Ratusan sertifikat ini mayoritas diterbitkan pada 2022-2023, menjadikannya otomatis batal demi hukum. Langkah pembatalan ini juga mencakup pemanggilan dan pemeriksaan terhadap petugas yang terlibat, termasuk juru ukur dan penandatangan sertifikat.
Proses Penegakan Hukum
Saat ini, Kementerian ATR/BPN telah memulai proses hukum melalui Aparatur Pengawas Internal Pemerintah (APIP) di Inspektorat Jenderal. Nusron menegaskan bahwa pihak yang melanggar prosedur akan dikenakan sanksi atas pelanggaran kode etik dan disiplin.
Selain itu, Direktur Jenderal Survei dan Pemetaan Pertanahan dan Ruang (SPPR), Virgo Eresta Jaya, juga akan memanggil Kantor Jasa Surveyor Berlisensi (KJSB) yang diduga terlibat dalam pengukuran tanah proyek pagar laut tersebut.
“Kami akan memastikan apakah proses pengukuran oleh KJSB sudah sesuai dengan prosedur yang berlaku,” tambah Nusron.
Rincian Sertifikat yang Dibekukan
Kementerian ATR/BPN mencatat bahwa ada 263 bidang SHGB di atas pagar laut Tangerang, terdiri dari:
- 234 bidang atas nama PT Intan Agung Makmur,
- 20 bidang atas nama PT Cahaya Inti Sentosa,
- 9 bidang atas nama perseorangan,
- serta 17 bidang lainnya yang disertifikasi dengan SHM.

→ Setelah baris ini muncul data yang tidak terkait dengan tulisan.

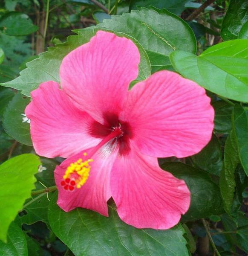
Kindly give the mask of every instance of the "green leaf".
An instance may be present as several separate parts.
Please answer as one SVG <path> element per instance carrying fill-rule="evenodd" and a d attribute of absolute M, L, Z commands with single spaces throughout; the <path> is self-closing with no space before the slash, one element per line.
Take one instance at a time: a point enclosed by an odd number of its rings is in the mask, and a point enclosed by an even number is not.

Nusron memastikan bahwa langkah pembatalan ini dilakukan untuk menjaga tata kelola pertanahan yang baik serta menghindari pelanggaran hukum di kemudian hari. “Kami ingin memastikan bahwa seluruh proses tata ruang dan pertanahan berjalan sesuai aturan yang berlaku,” tutupnya.